Emily Walton, Dee Pelletier, Aedin Maloney, and Kate Middleton
Photo: Richard Termine
So, the teachers bicker and plot and complain. After years together, their nerves are shot, and they are all easily annoyed by one another. They fight like the trapped people they are, jostling for space and quiet and even hot water.

Enter the idealistic Miss Wade, pretty, well-dressed, and energetic. She is teaching not due to economic need but because she wants to. In fact, she has delayed marrying her beau Jack because of her desire to accomplish something in the world.
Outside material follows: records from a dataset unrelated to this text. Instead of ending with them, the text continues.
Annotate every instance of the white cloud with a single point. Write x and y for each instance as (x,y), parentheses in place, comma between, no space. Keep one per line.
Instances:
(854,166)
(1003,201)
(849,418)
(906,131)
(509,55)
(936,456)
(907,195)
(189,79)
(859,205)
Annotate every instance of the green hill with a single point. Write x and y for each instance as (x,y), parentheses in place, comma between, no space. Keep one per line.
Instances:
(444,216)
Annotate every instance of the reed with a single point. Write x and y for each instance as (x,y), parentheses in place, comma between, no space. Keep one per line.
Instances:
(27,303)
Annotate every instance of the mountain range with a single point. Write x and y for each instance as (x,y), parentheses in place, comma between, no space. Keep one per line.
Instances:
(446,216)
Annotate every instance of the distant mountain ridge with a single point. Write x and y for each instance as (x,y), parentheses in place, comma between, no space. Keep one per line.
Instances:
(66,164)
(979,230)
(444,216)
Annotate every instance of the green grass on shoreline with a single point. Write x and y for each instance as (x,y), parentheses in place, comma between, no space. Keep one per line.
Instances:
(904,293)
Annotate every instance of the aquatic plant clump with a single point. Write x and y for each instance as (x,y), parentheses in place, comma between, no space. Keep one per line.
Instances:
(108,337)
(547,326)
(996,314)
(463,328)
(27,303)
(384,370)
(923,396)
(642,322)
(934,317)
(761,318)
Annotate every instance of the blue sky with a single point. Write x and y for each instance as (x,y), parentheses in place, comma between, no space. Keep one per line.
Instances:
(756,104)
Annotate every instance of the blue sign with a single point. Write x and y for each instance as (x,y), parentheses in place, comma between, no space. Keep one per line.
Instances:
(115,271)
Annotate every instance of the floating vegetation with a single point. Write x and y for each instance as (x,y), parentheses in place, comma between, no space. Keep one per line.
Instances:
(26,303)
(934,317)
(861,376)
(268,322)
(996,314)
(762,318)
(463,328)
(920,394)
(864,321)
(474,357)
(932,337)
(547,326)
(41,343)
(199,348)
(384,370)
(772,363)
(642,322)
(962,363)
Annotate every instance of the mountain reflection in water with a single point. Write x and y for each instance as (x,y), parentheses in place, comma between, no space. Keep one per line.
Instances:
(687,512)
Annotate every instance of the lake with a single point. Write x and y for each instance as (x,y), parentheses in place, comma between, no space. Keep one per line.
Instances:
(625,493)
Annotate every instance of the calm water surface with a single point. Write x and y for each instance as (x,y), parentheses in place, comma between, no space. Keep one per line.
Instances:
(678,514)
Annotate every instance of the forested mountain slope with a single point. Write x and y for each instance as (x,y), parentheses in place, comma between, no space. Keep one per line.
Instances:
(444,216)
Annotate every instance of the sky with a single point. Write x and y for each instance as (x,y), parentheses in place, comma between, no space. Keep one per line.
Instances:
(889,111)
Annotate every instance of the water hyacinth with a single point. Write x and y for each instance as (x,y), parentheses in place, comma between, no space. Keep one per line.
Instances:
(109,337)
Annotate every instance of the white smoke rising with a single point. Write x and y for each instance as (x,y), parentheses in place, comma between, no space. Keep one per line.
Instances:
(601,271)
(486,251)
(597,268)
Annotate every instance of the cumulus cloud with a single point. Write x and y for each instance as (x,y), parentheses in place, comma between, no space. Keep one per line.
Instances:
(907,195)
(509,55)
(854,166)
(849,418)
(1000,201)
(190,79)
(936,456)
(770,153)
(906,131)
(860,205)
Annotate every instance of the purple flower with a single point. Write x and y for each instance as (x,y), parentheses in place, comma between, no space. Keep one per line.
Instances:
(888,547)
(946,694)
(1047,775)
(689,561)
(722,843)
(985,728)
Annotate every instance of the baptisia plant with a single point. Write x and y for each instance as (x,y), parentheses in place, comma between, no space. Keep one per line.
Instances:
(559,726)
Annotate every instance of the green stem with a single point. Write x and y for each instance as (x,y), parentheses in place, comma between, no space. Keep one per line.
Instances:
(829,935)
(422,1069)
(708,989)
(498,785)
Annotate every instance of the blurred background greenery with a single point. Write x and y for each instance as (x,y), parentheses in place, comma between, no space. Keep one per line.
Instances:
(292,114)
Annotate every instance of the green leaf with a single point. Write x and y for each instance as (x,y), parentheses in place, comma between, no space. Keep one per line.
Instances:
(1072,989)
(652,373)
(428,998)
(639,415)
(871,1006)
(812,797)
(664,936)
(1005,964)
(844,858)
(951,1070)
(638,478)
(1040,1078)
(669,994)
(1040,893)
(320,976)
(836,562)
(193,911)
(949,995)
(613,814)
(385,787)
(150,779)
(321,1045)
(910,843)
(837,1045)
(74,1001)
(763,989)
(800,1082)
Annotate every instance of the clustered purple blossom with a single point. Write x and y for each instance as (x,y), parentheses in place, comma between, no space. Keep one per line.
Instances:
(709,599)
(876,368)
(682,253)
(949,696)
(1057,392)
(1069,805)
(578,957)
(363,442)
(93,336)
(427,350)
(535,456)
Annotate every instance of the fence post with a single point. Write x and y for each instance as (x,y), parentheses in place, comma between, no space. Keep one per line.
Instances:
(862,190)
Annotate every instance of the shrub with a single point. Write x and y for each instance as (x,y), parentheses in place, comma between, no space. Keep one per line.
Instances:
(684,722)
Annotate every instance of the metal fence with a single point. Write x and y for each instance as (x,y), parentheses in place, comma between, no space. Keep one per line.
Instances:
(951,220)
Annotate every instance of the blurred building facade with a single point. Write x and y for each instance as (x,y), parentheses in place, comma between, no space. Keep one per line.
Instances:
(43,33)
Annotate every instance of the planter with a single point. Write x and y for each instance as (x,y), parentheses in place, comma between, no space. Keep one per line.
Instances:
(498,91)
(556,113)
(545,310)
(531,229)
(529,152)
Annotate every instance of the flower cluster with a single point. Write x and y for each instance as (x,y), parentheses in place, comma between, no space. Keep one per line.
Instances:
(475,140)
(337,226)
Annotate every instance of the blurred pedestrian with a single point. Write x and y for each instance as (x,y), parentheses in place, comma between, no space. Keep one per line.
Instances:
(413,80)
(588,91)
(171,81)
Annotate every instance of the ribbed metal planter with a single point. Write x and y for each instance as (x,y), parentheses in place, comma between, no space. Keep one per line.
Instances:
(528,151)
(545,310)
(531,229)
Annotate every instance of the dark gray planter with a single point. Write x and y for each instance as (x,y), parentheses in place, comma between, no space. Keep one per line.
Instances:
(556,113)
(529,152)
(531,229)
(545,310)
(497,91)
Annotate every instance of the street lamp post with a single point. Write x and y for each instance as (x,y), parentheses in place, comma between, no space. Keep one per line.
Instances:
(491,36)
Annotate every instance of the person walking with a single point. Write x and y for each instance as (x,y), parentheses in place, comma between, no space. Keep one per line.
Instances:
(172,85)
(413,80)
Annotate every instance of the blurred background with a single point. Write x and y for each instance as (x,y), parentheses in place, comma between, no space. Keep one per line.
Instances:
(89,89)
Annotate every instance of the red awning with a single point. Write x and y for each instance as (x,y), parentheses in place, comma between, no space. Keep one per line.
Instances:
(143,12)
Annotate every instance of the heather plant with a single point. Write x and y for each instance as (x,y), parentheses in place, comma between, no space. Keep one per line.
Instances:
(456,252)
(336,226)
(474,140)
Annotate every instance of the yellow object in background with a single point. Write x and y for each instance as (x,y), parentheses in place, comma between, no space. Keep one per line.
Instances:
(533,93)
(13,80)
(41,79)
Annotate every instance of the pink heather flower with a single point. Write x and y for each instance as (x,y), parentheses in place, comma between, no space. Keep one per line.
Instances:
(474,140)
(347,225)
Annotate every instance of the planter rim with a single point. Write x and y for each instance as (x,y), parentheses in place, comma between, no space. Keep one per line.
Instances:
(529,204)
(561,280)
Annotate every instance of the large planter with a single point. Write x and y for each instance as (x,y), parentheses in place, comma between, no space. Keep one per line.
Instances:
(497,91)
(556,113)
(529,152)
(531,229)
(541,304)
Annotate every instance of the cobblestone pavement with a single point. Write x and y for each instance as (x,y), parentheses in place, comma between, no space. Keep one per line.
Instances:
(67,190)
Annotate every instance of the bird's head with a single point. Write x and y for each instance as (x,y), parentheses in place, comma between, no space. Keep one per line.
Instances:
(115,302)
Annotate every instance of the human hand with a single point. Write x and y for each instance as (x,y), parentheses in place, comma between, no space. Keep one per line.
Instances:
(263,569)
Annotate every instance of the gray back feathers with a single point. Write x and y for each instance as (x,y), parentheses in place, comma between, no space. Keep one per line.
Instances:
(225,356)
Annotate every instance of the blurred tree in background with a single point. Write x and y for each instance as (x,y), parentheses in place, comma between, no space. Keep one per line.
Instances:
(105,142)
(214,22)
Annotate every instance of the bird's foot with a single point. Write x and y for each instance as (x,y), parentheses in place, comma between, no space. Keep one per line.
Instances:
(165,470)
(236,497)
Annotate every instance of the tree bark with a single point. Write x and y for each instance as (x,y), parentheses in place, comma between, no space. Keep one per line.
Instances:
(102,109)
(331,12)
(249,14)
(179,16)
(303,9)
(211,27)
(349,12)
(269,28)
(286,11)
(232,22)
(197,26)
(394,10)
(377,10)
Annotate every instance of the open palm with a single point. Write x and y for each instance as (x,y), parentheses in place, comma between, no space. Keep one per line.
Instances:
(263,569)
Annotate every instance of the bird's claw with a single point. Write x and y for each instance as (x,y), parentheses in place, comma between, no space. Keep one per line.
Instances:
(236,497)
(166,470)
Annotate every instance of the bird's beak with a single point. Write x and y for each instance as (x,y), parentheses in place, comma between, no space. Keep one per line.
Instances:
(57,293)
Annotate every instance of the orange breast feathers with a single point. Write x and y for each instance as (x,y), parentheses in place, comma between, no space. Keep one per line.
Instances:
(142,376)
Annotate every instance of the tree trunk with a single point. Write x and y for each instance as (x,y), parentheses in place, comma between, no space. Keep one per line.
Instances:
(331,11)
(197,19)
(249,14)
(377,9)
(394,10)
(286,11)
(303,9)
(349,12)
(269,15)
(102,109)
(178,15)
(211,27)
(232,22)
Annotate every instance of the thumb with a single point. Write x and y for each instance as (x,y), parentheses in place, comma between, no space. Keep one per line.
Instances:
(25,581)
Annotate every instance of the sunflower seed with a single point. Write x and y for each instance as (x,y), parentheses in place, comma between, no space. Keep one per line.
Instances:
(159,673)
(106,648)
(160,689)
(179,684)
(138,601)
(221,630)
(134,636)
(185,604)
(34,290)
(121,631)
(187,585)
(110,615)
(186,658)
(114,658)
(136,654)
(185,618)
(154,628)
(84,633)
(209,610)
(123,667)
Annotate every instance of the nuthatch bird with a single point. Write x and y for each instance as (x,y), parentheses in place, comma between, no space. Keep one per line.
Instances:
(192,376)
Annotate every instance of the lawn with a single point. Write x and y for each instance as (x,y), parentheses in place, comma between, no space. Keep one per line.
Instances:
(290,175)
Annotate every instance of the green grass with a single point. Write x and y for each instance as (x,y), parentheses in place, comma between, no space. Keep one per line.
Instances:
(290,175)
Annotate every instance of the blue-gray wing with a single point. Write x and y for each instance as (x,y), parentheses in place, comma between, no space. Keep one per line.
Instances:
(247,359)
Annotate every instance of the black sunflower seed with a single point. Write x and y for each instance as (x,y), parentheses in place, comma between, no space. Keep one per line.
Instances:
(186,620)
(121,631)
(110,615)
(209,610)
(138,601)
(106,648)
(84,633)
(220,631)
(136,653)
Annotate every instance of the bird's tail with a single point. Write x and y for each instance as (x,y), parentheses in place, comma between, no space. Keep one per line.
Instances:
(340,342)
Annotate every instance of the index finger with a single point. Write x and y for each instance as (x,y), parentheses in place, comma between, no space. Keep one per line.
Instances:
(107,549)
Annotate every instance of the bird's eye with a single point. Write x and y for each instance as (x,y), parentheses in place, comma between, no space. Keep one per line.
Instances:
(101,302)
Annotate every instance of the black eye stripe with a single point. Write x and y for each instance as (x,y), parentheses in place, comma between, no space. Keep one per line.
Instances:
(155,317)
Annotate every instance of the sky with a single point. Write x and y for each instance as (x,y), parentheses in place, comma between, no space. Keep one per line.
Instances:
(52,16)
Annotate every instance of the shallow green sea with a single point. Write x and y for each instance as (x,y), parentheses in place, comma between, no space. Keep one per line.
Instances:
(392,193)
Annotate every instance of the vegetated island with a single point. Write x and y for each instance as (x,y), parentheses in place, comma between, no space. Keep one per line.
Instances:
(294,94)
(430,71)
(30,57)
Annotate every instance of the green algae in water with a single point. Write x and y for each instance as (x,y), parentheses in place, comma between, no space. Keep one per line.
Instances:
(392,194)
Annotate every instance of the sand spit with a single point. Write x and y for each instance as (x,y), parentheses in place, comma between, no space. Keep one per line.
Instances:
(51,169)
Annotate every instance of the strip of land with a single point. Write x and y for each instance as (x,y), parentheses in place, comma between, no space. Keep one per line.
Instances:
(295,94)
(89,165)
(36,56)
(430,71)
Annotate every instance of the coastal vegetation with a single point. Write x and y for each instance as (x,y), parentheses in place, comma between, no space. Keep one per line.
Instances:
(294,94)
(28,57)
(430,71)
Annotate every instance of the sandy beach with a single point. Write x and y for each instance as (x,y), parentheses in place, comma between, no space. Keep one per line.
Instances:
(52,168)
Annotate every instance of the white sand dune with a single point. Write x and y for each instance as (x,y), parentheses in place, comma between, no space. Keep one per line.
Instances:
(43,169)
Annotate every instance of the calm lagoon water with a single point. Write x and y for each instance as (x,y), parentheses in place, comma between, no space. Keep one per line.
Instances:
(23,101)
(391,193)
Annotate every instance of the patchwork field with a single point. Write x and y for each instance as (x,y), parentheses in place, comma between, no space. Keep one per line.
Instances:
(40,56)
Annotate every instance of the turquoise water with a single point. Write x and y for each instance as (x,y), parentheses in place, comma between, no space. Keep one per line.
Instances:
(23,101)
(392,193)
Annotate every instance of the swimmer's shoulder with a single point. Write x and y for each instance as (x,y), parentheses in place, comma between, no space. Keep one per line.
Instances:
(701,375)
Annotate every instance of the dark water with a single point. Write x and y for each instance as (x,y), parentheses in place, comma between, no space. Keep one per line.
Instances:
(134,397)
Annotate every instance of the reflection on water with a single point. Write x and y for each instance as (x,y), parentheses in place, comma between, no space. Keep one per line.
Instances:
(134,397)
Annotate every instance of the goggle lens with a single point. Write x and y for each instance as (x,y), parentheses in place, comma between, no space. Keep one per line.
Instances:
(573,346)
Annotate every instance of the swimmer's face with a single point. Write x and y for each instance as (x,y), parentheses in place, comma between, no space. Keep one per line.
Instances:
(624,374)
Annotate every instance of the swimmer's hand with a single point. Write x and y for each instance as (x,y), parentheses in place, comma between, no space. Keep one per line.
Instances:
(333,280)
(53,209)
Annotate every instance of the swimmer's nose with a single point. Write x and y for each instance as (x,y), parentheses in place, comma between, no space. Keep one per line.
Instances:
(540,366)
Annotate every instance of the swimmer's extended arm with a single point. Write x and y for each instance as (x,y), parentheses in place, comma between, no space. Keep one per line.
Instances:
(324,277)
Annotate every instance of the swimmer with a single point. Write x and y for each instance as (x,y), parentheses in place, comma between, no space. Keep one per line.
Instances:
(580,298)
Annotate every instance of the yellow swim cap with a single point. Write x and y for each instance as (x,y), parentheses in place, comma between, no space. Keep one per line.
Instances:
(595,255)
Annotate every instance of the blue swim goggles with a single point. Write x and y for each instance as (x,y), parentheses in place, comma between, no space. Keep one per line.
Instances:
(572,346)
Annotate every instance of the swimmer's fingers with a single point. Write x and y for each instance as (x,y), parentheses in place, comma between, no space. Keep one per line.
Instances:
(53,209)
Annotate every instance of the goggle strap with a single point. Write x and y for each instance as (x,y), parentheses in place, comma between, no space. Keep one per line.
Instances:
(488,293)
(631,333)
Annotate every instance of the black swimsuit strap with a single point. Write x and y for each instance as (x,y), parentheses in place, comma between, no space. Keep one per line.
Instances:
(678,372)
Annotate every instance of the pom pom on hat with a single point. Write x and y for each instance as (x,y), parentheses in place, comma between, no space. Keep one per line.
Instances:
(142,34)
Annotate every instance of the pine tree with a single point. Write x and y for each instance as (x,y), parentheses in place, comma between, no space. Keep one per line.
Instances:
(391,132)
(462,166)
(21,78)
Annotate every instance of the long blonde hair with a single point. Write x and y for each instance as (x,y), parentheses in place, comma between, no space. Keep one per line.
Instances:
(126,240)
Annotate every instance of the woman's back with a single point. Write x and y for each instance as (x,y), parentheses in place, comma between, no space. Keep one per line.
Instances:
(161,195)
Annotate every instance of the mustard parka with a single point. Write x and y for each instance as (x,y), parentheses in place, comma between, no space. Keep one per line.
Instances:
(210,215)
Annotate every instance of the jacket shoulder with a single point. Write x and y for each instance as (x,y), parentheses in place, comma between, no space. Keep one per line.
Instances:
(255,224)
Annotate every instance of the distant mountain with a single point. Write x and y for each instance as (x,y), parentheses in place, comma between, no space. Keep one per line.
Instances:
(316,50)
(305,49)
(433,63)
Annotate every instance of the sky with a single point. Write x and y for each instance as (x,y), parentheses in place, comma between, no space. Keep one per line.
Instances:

Miss Wade clearly perceives herself as open and nice and understanding, but, like all humans, she has flaws. Perhaps the biggest one is not realizing that, as someone who has options, she will never be one of, or even truly understand, the women around her.

Ellis's writing is subtle and smart, and she knows that humans are not heroes or villains but failable and needy. As she vividly delineates the way that need shrinks people's souls, she is sometimes, perhaps, overly bleak. Would none of the women manage to make a friendship with at least one other person? Would they all be quite that catty quite that often?

The plot, such as it is, includes some jockeying for position and a small mystery, but the show is really about the emotions, dreams, and disappointments of the women of Malyn Park, and that's more than enough. Women Without Men never flags, and it is sad to know that Hazel Ellis never wrote another play.

The production at The Mint is up to the usual high standards. Jenn Thompson provides smooth direction, and the cast is strong: Mary Bacon, Joyce Cohen, Shannon Harrington, Kate Middleton, Aedin Moloney, Alexa Shae Niziak, Kellie Overbey, Dee Pelletier, Beatrice Tulchin, Emily Walton, and Amelia White. The set, by Vicki R. Davis, is beautiful; until I realized how cold it was in that room, I was ready to move in. Martha Hally's costumes give us much information about each woman's taste, financial circumstances, and personality and are often quite attractive. Jane Shaw's sound design makes real the world outside the sitting room. The wigs are not as successful. In a couple of cases, they overwhelm the actresses wearing them.

Thanks yet again to the Mint for bringing back to life unfairly neglected plays in strong productions!